Anlagen-Kolumne

Wird 2014 ein gutes Dollar-Jahr?

Von Gottfried Urban Veröffentlicht:

Das vergangene Jahr war für den Euro ein überraschend gutes. Kurz vor Jahreswechsel kostete der Euro stolze 1,39 Dollar. Doch nun scheint der Euro gegenüber dem Dollar wieder nachzugeben. Wie könnte es mit dem Eurokurs weitergehen?

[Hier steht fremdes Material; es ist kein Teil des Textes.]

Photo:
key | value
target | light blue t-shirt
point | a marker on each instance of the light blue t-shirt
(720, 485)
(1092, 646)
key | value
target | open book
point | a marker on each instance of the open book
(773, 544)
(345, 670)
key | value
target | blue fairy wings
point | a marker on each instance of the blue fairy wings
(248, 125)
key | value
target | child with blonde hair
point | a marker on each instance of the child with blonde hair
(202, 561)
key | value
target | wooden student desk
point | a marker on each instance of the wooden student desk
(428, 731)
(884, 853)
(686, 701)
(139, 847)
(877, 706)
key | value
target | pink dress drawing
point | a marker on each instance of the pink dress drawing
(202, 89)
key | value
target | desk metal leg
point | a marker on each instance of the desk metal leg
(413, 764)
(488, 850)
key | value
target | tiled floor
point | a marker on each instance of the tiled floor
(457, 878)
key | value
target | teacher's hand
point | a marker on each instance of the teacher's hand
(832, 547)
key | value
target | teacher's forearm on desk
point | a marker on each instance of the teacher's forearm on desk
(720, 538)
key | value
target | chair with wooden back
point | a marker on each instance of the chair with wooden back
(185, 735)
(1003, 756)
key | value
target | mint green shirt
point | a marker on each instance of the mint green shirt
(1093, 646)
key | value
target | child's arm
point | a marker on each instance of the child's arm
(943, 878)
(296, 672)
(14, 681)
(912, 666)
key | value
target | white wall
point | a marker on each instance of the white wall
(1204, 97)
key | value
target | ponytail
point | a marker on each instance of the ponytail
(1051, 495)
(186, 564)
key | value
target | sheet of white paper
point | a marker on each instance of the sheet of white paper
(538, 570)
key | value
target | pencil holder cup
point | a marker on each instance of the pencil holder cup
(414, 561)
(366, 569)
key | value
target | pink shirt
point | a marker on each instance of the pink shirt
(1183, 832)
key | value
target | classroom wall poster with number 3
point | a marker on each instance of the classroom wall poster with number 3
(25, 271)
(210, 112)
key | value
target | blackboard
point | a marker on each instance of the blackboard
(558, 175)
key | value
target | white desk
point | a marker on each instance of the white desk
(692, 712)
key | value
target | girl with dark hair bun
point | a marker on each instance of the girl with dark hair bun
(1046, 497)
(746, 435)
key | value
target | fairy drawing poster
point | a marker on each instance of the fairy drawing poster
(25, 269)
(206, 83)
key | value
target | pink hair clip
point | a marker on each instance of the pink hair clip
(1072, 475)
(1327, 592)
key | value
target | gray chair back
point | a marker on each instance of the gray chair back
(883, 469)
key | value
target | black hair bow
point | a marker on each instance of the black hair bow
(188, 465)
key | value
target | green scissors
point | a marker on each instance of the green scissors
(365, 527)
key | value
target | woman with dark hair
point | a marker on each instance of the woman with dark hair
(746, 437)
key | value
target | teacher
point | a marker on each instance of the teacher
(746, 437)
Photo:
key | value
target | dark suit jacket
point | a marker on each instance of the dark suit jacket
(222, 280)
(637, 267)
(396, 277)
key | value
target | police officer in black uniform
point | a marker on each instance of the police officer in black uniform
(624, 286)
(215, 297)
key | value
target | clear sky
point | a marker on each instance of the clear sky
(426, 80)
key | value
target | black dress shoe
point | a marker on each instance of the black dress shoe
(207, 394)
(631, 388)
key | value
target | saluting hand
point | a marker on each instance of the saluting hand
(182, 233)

An der Zinsfront und auch konjunkturell spricht einiges für einen stärkeren Dollar. Auch wenn die Eurozone wirtschaftlich wieder einen Aufwärtstrend verzeichnet, kann von solider Erholung keine Rede sein. Zudem gibt eine zu niedrige Inflationsrate den Notenbankern immer Anlass zur Sorge.

Einige Volkswirte sehen die EZB nun in der Zwickmühle. Die bessere Konjunktur spreche gegen eine weitere Lockerung der ultraexpansiven Geldpolitik. Dagegen dürfte das Deflationsgespenst die EZB aber wohl auch 2014 dazu veranlassen, ihre Konjunkturanreizpolitik fortzusetzen.

Ein Preisverfall (Deflation) kann eine Volkswirtschaft lähmen und das können Staaten, die sich im Entschuldungsmodus befinden, nicht gebrauchen. Sobald das Wachstum stagniert oder die Inflation noch weiter sinkt, wäre die EZB bereit, die Zinsen noch weiter zu lockern.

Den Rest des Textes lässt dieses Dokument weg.